家族から今こそ「感謝の気持ち」を伝えよう

 緊急事態での対応について話し合いをしながら、もうひとつ、懸命に働いているスタッフに「感謝の気持ち」を、一緒に伝えていただければと思います。これは今、私の個別相談を受けたすべての方にお願いしていることです。

 「働いているスタッフの中にせきをしている人はいますか?」
「帰宅後に熱が出たけど、そちらでうつされたのでは?」

 “自分の不安”と上手に向き合えていないと、つい、不安を煽ったり、相手を責めたりするような発言になりがちです。しかし、“自分の不安”と上手に向き合い、現場のスタッフと話し合いを重ねていれば、おのずと感謝の言葉が湧いてくるはずです。

 あなたの声掛けひとつで、現場の士気が、モチベーションが高まることがあることを忘れないでください。それが、家族だからこそできる大切な役割だということを知ってください。

 この記事をまとめてくれているライターの岡崎さんの介護仲間が、手作りのマスクを母親が利用しているデイサービスに寄付し、大変喜ばれたそうです。感謝の気持ちをこういった行動に移すことも介護スタッフの大きな支えになるでしょう。

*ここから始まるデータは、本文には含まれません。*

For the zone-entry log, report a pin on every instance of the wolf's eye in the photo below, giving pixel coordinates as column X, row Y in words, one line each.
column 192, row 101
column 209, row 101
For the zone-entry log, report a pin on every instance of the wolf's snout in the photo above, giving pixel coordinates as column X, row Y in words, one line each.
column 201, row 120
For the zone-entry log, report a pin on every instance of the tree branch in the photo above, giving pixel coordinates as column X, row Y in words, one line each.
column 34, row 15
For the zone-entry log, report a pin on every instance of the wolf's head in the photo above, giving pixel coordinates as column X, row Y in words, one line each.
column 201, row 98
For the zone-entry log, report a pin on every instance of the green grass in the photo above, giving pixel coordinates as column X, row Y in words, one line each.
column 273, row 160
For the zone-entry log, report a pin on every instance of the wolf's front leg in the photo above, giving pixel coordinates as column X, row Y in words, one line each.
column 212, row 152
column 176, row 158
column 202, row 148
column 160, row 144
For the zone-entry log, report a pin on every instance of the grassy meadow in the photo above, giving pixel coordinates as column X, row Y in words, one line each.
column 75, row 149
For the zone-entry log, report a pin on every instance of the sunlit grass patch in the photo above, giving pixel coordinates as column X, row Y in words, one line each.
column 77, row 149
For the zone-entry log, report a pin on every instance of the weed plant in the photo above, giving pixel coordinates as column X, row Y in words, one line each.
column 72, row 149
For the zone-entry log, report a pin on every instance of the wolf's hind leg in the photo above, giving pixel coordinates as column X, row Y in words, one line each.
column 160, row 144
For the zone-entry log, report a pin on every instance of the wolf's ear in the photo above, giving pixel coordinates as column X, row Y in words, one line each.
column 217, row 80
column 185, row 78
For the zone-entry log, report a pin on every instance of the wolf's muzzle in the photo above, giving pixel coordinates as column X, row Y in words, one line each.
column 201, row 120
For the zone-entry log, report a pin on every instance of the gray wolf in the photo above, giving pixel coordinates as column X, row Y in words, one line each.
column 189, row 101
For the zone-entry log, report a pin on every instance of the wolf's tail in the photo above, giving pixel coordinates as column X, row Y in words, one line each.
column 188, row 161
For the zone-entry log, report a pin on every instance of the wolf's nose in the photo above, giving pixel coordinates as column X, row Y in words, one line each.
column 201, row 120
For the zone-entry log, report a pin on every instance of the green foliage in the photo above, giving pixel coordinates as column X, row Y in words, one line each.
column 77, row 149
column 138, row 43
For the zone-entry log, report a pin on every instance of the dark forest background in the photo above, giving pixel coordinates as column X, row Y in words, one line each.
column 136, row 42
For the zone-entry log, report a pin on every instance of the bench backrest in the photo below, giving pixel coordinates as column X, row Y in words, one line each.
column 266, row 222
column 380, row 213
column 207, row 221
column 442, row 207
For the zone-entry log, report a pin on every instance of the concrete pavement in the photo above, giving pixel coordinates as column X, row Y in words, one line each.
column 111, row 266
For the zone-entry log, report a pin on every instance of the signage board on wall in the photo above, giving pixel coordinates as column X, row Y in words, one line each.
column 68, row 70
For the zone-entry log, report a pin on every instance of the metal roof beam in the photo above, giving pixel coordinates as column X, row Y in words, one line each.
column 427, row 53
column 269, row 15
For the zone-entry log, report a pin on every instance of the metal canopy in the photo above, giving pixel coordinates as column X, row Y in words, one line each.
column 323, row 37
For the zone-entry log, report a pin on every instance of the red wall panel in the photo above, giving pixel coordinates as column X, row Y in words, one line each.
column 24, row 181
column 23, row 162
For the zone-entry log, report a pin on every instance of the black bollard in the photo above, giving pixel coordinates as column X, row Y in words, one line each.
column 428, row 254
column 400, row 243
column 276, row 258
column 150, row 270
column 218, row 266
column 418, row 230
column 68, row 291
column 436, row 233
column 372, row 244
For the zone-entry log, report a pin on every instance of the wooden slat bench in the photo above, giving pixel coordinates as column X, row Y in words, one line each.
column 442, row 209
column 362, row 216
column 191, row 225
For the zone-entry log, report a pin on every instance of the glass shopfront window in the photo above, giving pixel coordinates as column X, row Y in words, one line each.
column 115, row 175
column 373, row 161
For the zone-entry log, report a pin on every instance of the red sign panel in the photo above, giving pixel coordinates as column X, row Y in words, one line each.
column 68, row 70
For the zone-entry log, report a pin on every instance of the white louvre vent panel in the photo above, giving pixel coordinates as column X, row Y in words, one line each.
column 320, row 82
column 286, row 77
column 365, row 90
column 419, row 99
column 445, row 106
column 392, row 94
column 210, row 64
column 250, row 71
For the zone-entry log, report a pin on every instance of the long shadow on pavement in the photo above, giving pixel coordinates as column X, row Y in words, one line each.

 普段は伝えることが難しくても、緊急事態の今だからこそ、感謝の気持ちを言葉にしたり、行動で伝えたりすることで、信頼関係をより確固たるものにできる機会だと捉えてください。

“死生感”を、新型コロナウイルスに問われている

 新型コロナウイルスによって、これまで親や介護に対して抱えていた潜在的な不安が浮き彫りになった人がたくさんいることは間違いありません。

 自分自身も、「老いた親はいつ死ぬか分からない」と、改めて気づかされる機会となりました。

 一方で「いつ死ぬか分からない」ということは、交通事故でも新型コロナウイルス以外の病気でも同じです。特に要介護者であれば、毎回の食事のたびに誤嚥性肺炎に気を付けなればならないなど、日々、リスクと隣り合わせの日々を過ごしています。広く考えれば私もそしてあなたも(すみません)、今日、事故に遭うなどしてこの世を去る可能性はあるわけです。

 「どのように生きたいのか、どういう形で最期を迎えたいのか」
 要介護者だけではなく、今、私たち全員が問われているのかもしれません。

 自身の死生感、親の、家族の望む死生感を知っていれば、それは、また、同じような危機がやってきても、不安におびえるだけではなく、向き合う手がかりになるはずです。

 親が元気ならば、この機会に電話やオンラインで改めて、話をしてみませんか。

 既に認知症などにより話すことが難しい状態にあるならば、“自身の死生感”とともに、“親の死生感”についても考えてみてください。それこそが、子どもとして親にできる最後にして、最高の親孝行だと私は考えています。